Prag - Der FC Schalke 04 kam beim tschechischen Rekordmeister Sparta Prag nicht über ein 1:1 (1:1) hinaus und verpasste damit den vorzeitigen Einzug in die K.o.-Runde. Nach nur einem Sieg in den letzten sieben Pflichtspielen ist das Team von Trainer André Breitenreiter im Bundesliga-Klassiker am Sonntag bei Borussia Dortmund Außenseiter.

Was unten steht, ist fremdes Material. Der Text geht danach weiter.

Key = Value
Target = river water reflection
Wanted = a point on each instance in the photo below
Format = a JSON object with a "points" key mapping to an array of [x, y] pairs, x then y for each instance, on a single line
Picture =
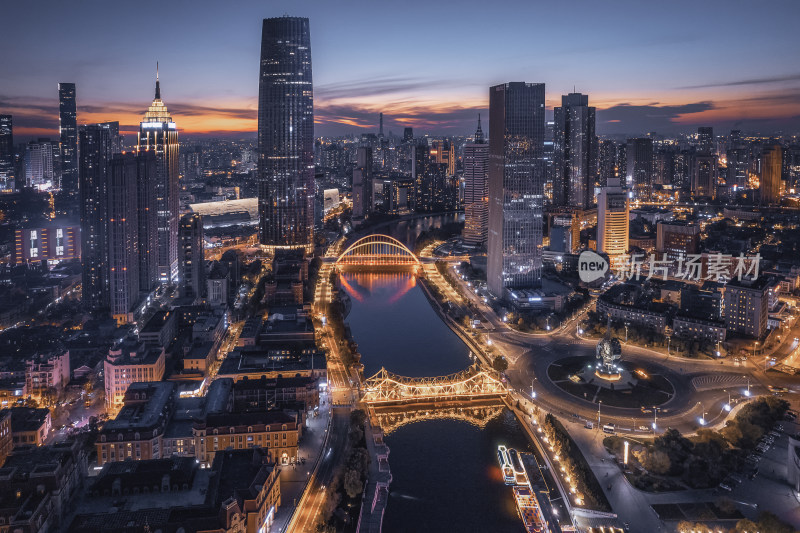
{"points": [[445, 473]]}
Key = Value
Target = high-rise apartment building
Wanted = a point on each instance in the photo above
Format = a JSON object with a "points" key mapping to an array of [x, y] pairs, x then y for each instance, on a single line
{"points": [[159, 134], [639, 167], [574, 152], [122, 237], [193, 267], [362, 183], [68, 130], [6, 153], [771, 166], [516, 188], [607, 161], [612, 219], [286, 134], [95, 153], [147, 174], [476, 189], [746, 306], [704, 175], [42, 164]]}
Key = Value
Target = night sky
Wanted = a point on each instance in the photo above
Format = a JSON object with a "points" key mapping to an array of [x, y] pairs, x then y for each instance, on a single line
{"points": [[647, 66]]}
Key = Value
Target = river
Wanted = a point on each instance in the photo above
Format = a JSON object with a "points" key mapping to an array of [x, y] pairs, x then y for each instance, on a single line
{"points": [[445, 473]]}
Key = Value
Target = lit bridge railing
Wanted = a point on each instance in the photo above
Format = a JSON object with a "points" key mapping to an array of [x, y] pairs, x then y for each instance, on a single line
{"points": [[473, 383], [377, 251]]}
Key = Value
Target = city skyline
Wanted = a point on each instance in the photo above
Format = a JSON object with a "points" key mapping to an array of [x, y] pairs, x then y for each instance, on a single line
{"points": [[644, 81]]}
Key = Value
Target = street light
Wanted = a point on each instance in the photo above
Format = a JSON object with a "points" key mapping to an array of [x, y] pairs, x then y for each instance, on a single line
{"points": [[599, 403]]}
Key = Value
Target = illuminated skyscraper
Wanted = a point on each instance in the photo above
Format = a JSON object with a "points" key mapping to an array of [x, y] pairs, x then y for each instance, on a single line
{"points": [[193, 266], [476, 189], [158, 133], [95, 153], [612, 219], [516, 146], [68, 128], [6, 153], [123, 237], [771, 165], [574, 151], [286, 134], [639, 167]]}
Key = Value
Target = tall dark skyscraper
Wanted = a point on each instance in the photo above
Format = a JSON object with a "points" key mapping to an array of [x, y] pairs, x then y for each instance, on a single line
{"points": [[95, 153], [705, 140], [68, 128], [147, 174], [123, 237], [6, 153], [574, 151], [362, 183], [158, 133], [639, 167], [286, 134], [476, 189], [193, 268], [516, 195]]}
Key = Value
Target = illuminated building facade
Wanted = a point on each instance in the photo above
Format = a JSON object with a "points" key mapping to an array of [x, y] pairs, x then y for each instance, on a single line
{"points": [[95, 153], [49, 243], [516, 196], [159, 134], [771, 165], [286, 134], [476, 189], [68, 131], [192, 261], [639, 168], [612, 219]]}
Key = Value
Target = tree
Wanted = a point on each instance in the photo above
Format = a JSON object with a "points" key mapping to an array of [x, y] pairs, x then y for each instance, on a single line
{"points": [[500, 364], [657, 462], [352, 483]]}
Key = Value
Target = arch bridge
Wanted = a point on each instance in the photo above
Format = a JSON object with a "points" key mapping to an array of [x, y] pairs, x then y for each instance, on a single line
{"points": [[377, 252], [386, 388], [395, 417]]}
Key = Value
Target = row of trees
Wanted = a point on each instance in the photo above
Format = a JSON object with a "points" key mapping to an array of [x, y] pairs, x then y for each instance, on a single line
{"points": [[574, 464], [595, 326], [707, 459], [442, 233]]}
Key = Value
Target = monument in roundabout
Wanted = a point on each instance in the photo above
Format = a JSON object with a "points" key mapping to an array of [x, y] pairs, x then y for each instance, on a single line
{"points": [[607, 371]]}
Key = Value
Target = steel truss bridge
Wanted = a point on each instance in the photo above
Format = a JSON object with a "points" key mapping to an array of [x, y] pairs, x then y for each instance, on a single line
{"points": [[479, 416], [377, 251], [385, 388]]}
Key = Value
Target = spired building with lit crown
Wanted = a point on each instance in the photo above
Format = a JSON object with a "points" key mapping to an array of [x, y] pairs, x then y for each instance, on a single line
{"points": [[286, 134], [158, 133], [516, 195]]}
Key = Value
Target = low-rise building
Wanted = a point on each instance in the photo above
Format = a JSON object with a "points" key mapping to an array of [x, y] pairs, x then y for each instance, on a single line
{"points": [[276, 431], [137, 431], [30, 426], [128, 362], [698, 328]]}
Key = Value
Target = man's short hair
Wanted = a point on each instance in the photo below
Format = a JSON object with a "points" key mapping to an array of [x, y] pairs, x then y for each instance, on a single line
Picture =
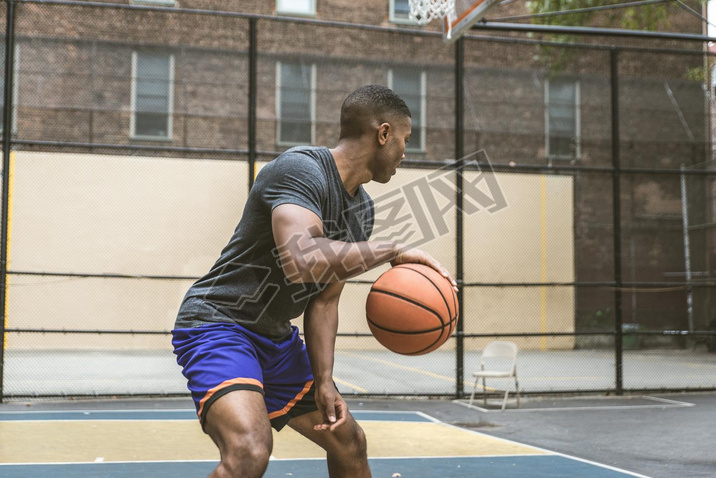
{"points": [[368, 104]]}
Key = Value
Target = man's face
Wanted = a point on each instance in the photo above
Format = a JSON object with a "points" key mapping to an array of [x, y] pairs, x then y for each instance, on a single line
{"points": [[393, 152]]}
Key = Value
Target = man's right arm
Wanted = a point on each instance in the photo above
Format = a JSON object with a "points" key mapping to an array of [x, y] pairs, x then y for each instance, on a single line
{"points": [[307, 256]]}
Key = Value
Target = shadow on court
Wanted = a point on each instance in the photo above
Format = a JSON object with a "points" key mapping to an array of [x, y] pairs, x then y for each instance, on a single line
{"points": [[552, 437]]}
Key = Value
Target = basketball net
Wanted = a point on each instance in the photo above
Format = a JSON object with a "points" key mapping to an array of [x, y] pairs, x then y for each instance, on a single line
{"points": [[424, 11]]}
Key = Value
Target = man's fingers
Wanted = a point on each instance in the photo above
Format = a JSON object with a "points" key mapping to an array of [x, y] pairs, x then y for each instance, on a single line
{"points": [[330, 412], [341, 415]]}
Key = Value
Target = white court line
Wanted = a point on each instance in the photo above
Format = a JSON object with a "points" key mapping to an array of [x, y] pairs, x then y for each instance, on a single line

68 Stunden vor dem Derby, bei dem Manager Horst Heldt "Zähnefletschen" erwartet, begannen die Gelsenkirchener eher zahnlos. Nach dem frühen Rückstand durch David Lafata (6.) glich Johannes Geis per Foulelfmeter aus (20.). Erst danach verdienten sich die Gäste den Punktgewinn, ohne mit einer durchwachsenen Leistung aber neuen Mut für den Ruhrpott-Schlager zu schöpfen. Schalke bleibt immerhin Tabellenführer in der Gruppe K und hat weiter sehr gute Aussichten, in der Europa League zu überwintern.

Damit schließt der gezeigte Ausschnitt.